Vu ditangkap Nopember tahun lalu. Human Rights Watch menyebut kasus Vu sebagai salah satu kasus pembangkang politik paling penting dalam sejarah Republik Sosialis Vietnam. Awal April 2011, Pengadilan Rakyat Hanoi menjatuhkan hukuman 7 tahun penjara, disusul 3 tahun tanahan rumah. Ia dituduh menyebarkan artikel dan wawancara dengan media asing yang mengkritik negara antara 2009 dan 2010. Ia dihukum karena  menyebarkan propaganda melawan Negara, yang membahayakan dan mencederai kepentingan Negara dan rakyat.
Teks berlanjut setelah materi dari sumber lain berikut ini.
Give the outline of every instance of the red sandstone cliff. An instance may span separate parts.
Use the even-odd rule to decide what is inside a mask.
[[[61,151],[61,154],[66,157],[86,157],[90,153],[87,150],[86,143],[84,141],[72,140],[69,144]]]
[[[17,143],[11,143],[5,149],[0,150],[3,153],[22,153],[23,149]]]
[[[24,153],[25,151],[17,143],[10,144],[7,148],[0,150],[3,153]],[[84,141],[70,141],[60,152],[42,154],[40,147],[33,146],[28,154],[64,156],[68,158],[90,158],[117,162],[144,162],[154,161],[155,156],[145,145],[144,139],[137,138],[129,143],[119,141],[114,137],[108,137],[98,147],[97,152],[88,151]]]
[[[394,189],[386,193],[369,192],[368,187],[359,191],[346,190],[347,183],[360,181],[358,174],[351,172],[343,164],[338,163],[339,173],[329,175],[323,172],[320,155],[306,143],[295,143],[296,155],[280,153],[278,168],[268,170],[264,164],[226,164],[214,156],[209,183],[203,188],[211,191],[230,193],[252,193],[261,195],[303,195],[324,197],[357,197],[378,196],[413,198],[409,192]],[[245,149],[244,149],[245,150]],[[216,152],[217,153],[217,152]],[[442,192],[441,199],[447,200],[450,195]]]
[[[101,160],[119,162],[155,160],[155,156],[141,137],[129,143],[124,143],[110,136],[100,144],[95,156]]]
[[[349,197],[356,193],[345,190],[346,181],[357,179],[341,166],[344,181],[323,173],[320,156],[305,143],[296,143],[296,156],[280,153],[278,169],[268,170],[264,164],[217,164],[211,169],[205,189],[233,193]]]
Sidang Vu menuai reaksi publik Vietnam dan internasional. Departemen Luar Negeri AS mengatakan kasus  Vu melanggar Deklarasi Universal Hak Asasi Manusia, dan secara serius mempertanyakan komitmen Vietnam menegakkan hukum dan reformasi. Departemen Luar Negeri Vietnam (MOFA), menolak tuduhan itu dan menyebutnya sebagai “intervensi terhadap urusan dalam negeri  Vietnam."  Saat putusan pengadilan Vu berlangsung, 4 April lalu, Asia News.it memberitakan polisi menangkap  29 orang yang akan menghadiri sidang  itu.
 
Ngototnya  Perdana Menteri Nguyen Tan Dung meneruskan tambang bouksit ini mengundang pertanyaan banyak pihak. Sebuah laporan beredar di blog tahun lalu, menyebutkan ia dicurigai telah menerima 150 juta dolar untuk mendukung proyek ini. Tan Dung tak pernah memberikan klarifikasi tentang berita itu.
 
Bersama gencarnya dukungan penolakan, pemerintah Vietnam memutuskan menutup facebook di sana.
 
Hanoi, 26 April 2011
 
*Siti Maimunah adalah anggota Bada Pengurus JATAM, Tim Kerja Perempuan & Tambang (TKPT), juga aktif di Forum Masyarakat Sipil Untuk Keadilan Iklim (CSF).